※本記事は、株式会社ウイルテック の有価証券報告書(第33期、自 2024年4月1日 至 2025年3月31日、2025年6月26日 提出)の公開情報に基づき作成しています。会計基準は Japan GAAP です。
1. ウイルテックってどんな会社?
製造請負・派遣事業を主軸に、建設・IT分野への技術者派遣やEMS(受託製造)事業など、多角的なエンジニアリングサービスを展開する企業です。
■(1) 会社概要
1992年に製造請負事業を行うアイピーエヌとして設立され、2004年に現在の社名へ変更しました。その後、ベトナムやミャンマーでの海外展開を進め、2020年に東証二部へ上場、2022年には東証スタンダード市場へ移行しました。2023年にはホタルクスを子会社化し、EMS事業を拡大しています。

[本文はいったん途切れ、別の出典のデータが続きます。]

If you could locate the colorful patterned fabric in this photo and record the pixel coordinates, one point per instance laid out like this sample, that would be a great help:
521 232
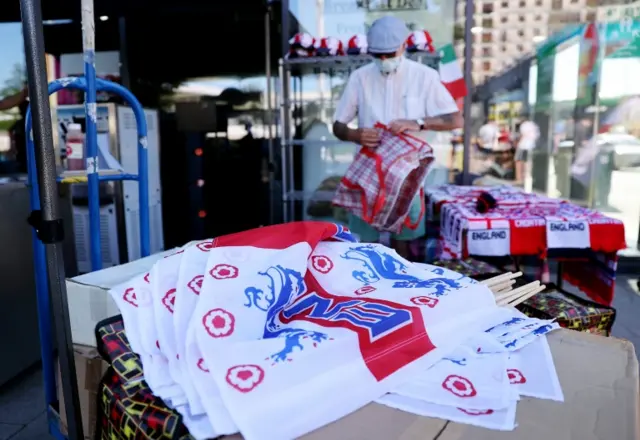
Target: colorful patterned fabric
380 185
128 410
570 311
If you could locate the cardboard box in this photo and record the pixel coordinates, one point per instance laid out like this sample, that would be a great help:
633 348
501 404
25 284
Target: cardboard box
89 371
89 299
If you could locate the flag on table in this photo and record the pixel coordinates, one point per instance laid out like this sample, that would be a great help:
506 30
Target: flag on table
451 73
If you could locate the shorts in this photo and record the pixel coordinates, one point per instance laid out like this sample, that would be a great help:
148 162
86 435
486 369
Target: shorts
522 155
367 234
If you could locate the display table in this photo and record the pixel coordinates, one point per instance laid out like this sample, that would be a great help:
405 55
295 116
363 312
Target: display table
599 378
523 224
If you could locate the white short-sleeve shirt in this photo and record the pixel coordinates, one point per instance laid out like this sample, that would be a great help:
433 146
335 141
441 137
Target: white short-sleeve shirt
414 91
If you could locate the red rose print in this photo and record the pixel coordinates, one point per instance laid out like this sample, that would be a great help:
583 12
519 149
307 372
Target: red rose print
245 378
476 412
321 263
130 297
424 301
364 290
219 323
460 386
515 376
196 284
224 271
169 299
202 366
205 246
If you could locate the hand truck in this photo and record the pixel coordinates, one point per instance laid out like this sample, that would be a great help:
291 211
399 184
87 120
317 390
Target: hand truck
43 180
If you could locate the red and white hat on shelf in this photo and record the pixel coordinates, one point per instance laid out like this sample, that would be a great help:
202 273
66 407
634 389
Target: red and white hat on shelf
357 45
420 41
329 46
301 45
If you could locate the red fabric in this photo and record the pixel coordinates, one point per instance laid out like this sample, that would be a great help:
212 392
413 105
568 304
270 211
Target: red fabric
381 184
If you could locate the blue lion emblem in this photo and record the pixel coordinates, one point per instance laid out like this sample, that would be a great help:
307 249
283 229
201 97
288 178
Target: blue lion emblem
285 285
512 321
378 265
343 234
543 330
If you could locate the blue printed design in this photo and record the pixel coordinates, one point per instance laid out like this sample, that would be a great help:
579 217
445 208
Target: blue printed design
344 234
462 361
511 344
285 285
543 330
379 265
509 323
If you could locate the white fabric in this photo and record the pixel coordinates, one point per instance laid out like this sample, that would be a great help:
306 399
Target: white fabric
283 318
532 372
529 134
488 135
413 92
481 382
503 420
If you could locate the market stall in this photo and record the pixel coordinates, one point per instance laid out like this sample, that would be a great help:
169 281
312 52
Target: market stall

連結従業員数は4,768名、単体では3,050名です。筆頭株主は会長の小倉秀司氏で、第2位は同氏の資産管理会社であるRASアセット、第3位は社長の宮城力氏となっており、経営陣が主要株主として名を連ねています。
| 氏名 | 持株比率 |
|---|---|
| 小倉 秀司 | 43.52% |
| 株式会社RASアセット | 13.52% |
| 宮城 力 | 6.75% |
■(2) 経営陣
同社の役員は男性10名、女性0名の計10名で構成され、女性役員比率は0.0%です。代表取締役社長執行役員は宮城力氏が務めています。社外取締役比率は20.0%です。
| 氏名 | 役職 | 主な経歴 |
|---|---|---|
| 宮城 力 | 代表取締役社長執行役員 | 2000年同社入社。製造技術部、事業開発部などを経て2016年代表取締役社長に就任。2022年より現職。 |
| 小倉 秀司 | 取締役会長執行役員 | 1992年同社設立とともに代表取締役社長に就任。2004年代表取締役会長。2022年より現職。 |
| 野地 恭雄 | 取締役常務執行役員 | 2006年ウイルテック九州(現同社)入社。製造事業本部長などを経て、2022年より現職。 |
| 西 隆弘 | 取締役上席執行役員カスタマーサービス事業本部長 | 2002年同社入社。事業推進部ゼネラルマネジャー、事業開発部長を経て、2022年より現職。 |
| 渡邊 剛 | 取締役上席執行役員管理本部長 | 2003年ワット・コンサルティング入社。2012年同社管理部長、2018年管理本部長を経て、2022年より現職。 |
| 石井 秀暁 | 取締役上席執行役員マニュファクチャリング事業本部長 | TTM代表取締役社長等を経て2015年同社入社。エンジニアリング事業本部長を経て、2022年より現職。 |
| 水谷 辰雄 | 取締役上席執行役員 | 2004年ワット・コンサルティング入社。2018年同社代表取締役社長に就任。2022年より現職。 |
| 京﨑 利彦 | 取締役(監査等委員) | パナソニック電工制御テクノ代表取締役社長等を経て2014年同社入社。2018年より現職。 |
社外取締役は、麻田祐司(ブレインアシスト代表取締役社長)、見宮大介(弁護士法人御堂筋法律事務所パートナー)です。
2. 事業内容
同社グループは、「マニュファクチャリングサポート事業」「コンストラクションサポート事業」「ITサポート事業」「EMS事業」および「その他」事業を展開しています。
**マニュファクチャリングサポート事業**
電子部品や電気製品等のメーカー工場における製造請負・派遣、設計開発分野への技術者派遣、および電気機器等の修理サービスを提供しています。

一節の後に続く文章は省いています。